High Court Weighs in on Kitsap ‘Prior Convictions’ Case

If you were on a jury, would you be more likely to find someone guilty if you knew he or she had already been convicted before for criminal acts?

Just how “prejudicial” such information would be to a jury was the subject of a state supreme court decision issued last week on a case that originated in Kitsap County.

Here’s the long story short: Johnathon Roswell, who had previous convictions for third-degree rape and third-degree child molestation, was charged in 2005 with new sex offenses, including “Communication with a minor for immoral purposes,” after police alleged he’d propositioned some 16-year-old girls at a park, the supreme court said.

Here’s why the state supreme court took issue: If a defendant has been convicted of a prior sex crime, a conviction for the gross misdemeanor of “communication with a minor for immoral purposes,” becomes a felony.

That means the jury must find beyond a reasonable doubt that the defendant has the criminal history, meaning they need to know at least what said history is. And normally, juries must stick to the facts of the current case out of our courts’ fear they’ll be prejudiced into convicting by virtue of the fact the defendant has done it before.

There are other crimes where juries must consider a defendant’s previous criminal history. Any guesses of what they are?

Here’s two:

Violation of a no-contact order

A defendant who has violated such an order on two previous occassions (which would each be a gross misdemeanor) is elligible for a felony on the third such conviction.

The felony DUI law

A defendant who’s had four DUI convictions in a decade long span can get a felony for the fifth, or, anyone with a conviction for vehicular assault or vehicular homicide can get a felony for any DUI thereafter.

So, this issue was bound to come up.
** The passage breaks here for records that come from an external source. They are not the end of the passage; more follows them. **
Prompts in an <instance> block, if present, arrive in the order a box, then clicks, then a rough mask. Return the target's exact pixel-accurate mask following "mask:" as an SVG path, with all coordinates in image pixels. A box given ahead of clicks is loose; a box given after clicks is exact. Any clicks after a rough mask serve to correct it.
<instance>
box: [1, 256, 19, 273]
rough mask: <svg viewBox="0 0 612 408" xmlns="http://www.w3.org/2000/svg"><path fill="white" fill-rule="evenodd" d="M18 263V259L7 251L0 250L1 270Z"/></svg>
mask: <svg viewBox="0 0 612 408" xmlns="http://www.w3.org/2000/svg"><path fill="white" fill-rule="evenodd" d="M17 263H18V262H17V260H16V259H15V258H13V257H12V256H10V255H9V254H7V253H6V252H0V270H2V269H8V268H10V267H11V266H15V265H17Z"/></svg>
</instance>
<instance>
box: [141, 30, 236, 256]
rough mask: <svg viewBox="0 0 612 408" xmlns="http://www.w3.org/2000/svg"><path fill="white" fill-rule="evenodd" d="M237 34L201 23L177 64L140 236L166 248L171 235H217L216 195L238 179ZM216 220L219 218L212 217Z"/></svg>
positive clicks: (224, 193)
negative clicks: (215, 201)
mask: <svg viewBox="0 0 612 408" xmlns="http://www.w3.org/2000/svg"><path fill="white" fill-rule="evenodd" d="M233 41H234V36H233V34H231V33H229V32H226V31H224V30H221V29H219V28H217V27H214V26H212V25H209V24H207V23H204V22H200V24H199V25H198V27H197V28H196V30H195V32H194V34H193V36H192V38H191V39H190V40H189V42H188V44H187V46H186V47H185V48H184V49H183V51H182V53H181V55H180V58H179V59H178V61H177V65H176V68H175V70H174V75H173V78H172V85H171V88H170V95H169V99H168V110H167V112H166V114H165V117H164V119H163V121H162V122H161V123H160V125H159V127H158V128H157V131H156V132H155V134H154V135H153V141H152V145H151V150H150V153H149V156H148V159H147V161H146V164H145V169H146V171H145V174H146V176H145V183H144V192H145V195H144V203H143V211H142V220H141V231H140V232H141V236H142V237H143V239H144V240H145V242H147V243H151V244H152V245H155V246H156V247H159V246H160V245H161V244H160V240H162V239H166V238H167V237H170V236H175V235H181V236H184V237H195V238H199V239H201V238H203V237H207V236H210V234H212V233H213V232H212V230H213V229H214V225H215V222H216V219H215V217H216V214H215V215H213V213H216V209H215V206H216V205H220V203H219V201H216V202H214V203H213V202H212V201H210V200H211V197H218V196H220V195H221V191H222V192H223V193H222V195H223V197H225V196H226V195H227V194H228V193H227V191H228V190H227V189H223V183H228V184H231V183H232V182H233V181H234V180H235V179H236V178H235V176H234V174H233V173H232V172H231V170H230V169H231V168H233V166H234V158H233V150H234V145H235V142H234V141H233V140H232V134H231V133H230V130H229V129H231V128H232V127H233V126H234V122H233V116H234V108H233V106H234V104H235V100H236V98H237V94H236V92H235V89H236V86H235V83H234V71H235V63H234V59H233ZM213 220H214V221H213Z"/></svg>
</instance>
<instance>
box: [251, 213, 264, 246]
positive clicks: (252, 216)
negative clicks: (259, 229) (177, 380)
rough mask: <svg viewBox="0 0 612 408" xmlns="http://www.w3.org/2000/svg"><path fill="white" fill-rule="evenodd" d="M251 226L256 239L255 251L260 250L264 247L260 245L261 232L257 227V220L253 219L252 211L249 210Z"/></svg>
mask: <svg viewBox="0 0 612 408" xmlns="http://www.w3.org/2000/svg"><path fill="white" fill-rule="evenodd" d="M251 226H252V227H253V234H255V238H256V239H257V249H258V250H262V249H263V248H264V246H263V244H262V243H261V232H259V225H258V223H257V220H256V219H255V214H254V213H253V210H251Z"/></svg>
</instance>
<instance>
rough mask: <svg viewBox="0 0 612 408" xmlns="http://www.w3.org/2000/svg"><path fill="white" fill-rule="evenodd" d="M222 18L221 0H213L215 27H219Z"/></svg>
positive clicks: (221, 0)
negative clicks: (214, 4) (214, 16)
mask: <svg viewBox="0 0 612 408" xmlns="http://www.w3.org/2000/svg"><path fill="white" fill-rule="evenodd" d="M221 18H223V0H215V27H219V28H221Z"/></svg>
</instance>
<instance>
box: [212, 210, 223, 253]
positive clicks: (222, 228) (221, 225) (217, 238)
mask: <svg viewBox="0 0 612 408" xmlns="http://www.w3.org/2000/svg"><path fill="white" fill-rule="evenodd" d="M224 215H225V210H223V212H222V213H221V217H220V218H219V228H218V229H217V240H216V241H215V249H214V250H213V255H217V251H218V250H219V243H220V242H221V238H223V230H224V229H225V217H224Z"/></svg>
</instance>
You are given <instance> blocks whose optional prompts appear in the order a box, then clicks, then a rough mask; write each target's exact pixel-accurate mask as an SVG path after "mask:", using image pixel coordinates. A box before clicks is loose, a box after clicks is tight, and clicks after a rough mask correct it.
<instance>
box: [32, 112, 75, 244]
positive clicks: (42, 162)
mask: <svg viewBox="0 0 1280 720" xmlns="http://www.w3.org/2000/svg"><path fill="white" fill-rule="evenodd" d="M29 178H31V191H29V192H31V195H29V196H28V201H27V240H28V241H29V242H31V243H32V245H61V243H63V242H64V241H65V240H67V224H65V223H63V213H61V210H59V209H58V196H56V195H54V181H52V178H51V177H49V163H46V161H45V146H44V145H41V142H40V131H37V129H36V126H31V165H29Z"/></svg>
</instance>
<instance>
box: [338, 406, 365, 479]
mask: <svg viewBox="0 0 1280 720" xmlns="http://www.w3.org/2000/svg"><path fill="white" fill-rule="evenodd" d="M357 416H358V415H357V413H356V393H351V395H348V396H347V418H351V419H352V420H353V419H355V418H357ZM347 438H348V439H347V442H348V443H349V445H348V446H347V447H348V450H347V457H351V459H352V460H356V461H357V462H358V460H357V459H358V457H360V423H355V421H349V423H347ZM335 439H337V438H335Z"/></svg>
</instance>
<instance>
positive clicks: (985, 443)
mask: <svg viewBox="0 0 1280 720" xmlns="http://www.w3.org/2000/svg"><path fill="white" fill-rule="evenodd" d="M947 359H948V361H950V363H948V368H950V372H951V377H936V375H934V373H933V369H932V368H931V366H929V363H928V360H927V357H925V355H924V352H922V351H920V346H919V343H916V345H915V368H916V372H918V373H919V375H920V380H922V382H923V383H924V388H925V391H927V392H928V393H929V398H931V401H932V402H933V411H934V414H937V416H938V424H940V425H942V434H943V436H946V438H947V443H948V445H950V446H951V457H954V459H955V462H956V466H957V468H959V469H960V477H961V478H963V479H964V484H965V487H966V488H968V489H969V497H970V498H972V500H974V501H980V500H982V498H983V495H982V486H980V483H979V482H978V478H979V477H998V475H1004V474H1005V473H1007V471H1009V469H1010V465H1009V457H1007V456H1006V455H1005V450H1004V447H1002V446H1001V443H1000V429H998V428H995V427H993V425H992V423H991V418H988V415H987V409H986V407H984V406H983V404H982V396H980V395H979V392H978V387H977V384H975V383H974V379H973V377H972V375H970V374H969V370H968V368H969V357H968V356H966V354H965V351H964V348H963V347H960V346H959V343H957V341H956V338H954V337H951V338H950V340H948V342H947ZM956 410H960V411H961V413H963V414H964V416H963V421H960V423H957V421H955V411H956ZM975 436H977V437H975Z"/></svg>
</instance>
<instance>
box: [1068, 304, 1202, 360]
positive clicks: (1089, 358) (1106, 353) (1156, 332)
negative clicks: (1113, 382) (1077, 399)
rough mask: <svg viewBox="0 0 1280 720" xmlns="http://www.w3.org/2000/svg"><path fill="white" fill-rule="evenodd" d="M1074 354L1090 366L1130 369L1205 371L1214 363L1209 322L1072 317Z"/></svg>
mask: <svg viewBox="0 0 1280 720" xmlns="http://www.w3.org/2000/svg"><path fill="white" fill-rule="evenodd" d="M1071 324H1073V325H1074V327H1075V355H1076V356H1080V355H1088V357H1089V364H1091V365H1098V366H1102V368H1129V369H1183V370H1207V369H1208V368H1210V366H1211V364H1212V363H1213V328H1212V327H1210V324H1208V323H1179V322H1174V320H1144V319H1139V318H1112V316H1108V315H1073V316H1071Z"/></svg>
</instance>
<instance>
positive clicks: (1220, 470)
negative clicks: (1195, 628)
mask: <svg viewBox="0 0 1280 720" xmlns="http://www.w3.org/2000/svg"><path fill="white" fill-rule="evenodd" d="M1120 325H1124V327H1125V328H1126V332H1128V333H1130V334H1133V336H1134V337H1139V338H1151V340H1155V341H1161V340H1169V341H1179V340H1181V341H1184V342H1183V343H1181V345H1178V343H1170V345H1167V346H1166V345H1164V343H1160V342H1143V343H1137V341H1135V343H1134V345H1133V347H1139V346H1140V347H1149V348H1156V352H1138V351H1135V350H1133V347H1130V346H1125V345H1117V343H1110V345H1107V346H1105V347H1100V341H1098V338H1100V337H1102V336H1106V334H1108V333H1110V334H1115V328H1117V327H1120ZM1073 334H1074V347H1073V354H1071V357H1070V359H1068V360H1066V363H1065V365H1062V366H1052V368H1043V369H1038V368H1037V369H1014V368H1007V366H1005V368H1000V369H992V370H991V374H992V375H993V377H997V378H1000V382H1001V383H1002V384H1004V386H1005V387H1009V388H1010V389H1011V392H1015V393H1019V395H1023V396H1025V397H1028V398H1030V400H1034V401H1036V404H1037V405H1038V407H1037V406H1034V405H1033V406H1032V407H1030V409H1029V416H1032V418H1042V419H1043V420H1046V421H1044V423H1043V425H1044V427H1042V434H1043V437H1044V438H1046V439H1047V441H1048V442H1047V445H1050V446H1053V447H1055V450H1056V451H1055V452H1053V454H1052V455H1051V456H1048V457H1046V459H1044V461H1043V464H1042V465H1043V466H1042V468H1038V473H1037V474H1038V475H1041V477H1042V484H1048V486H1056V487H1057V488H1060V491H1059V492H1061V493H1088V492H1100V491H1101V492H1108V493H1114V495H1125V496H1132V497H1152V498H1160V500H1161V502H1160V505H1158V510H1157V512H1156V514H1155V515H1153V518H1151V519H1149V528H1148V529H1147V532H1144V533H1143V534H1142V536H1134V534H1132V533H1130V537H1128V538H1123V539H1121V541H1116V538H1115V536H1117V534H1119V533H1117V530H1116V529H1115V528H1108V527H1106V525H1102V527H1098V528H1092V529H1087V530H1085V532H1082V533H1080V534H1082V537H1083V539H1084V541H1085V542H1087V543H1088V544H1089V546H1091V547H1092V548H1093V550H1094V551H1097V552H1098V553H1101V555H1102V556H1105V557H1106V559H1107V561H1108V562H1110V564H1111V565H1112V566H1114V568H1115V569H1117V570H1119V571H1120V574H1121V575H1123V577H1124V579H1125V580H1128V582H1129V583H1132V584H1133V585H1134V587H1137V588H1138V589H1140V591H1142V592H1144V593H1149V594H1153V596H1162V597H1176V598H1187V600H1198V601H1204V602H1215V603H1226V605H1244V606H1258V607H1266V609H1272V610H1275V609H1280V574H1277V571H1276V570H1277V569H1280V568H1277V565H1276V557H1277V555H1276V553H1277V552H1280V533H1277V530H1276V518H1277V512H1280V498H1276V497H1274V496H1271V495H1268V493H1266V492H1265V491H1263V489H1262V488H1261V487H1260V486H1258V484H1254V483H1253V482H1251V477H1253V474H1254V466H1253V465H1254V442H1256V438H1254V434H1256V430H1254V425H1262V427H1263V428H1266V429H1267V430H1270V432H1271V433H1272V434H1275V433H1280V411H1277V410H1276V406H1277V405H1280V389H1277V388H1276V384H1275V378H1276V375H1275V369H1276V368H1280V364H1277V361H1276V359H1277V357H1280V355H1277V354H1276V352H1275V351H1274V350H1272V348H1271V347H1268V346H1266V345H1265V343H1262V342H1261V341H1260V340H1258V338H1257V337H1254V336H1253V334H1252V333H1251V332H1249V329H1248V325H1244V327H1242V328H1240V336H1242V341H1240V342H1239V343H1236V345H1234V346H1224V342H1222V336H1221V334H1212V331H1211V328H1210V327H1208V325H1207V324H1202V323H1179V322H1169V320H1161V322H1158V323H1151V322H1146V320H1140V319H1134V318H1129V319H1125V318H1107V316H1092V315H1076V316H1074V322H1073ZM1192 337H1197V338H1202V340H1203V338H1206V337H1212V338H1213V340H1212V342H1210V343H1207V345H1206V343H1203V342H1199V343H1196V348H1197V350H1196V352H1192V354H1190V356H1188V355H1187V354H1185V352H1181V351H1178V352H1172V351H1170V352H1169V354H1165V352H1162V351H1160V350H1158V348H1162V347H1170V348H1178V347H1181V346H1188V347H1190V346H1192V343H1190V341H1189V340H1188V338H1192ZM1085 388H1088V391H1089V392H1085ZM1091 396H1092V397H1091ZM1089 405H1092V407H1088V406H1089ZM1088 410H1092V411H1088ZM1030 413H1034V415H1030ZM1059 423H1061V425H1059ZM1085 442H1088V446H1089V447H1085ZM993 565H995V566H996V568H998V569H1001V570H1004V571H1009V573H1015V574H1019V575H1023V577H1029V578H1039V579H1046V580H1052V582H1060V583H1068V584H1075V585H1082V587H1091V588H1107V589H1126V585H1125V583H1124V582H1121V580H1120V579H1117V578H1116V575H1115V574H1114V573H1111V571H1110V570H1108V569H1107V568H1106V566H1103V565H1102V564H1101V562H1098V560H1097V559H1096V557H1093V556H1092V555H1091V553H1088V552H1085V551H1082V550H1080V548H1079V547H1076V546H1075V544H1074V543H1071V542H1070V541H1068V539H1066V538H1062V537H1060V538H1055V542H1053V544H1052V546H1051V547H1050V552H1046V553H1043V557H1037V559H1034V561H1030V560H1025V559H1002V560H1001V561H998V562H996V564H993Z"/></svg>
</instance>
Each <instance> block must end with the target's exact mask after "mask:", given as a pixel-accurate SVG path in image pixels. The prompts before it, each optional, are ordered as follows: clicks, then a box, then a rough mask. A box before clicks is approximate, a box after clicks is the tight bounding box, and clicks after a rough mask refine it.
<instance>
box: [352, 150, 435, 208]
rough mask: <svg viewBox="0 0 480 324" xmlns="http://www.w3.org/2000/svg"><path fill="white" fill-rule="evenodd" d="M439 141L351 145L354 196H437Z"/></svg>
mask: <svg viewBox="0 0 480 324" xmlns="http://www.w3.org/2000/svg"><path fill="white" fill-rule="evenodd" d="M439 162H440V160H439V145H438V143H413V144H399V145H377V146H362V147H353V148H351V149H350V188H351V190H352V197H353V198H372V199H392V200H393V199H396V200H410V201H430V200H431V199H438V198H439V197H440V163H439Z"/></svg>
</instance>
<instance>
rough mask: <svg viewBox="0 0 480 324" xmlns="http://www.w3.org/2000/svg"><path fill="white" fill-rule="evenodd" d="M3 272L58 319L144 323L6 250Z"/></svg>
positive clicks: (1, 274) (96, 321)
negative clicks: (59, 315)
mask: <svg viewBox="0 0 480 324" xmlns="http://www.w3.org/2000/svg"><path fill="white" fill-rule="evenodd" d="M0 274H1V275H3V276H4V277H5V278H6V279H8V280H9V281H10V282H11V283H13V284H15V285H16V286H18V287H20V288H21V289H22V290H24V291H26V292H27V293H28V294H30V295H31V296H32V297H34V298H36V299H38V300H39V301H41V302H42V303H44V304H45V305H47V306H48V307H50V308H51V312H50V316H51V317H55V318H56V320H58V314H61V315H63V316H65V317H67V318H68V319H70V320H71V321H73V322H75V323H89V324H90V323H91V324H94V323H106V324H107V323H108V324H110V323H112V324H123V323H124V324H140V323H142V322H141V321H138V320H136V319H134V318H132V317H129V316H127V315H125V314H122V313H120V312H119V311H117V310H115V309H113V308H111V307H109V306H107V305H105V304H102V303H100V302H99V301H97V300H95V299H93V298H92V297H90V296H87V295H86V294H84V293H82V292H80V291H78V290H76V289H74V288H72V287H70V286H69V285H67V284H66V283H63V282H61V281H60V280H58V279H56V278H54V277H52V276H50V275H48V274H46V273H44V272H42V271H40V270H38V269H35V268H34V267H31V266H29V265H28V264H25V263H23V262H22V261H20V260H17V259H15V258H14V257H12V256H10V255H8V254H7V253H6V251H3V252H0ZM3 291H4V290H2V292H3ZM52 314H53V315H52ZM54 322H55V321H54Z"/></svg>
Thomas Weaver, Roswell’s attorney, argued before the judges that the jury had been prejudiced against his client due to the past convictions, and that the fairer way to have tried him would have been to have the judge decide whether the criminal history is there, and have the jury do the rest.

There were other arguments (namely that the jury was confused about whether the prior conviction was an element of the crime or an aggravating factor that could result in a lengthier prison sentence), but the central theme was this issue of prejudice.

In another appeals case, a man who’d been charged with a felony violation of a no contact order had his trial effectively “bifurcated,” and jurors decided first that he’d been guilty of the misdemeanor offense, and then later, got a chance to look at the history and decide if it could be elevated to a felony. Weaver argued that this would’ve been fair to do in Roswell’s case as well.

But the state supreme court declined to do such a thing, stating there are many options for trial judges to “mitigate” such prejudice as a previous conviction. They can limit details the jury hears about the previous conviction, or they can, in fact, “bifurcate” the trial to have the previous conviction element decided separately.

In affirming the appeals court’s decision, the supreme court effectively told the parties that judges — the trial court ones, and not themselves — would make the call on how to “mitigate” the prejudice of previous convictions.

(Photo Credit)

2 thoughts on “High Court Weighs in on Kitsap ‘Prior Convictions’ Case

  1. For the persons so far convicted of felony DUI in Kitsap (11 I think) since the law went into effect, none have gone to trial so far. I’m sure it will happen in the near future and will be interesting to see.

  2. Optional bifurcation seems wholly inadequate–it’s impossible to imagine that a jury would not be influenced by a prior conviction, especially a prior related conviction, in determining guilt.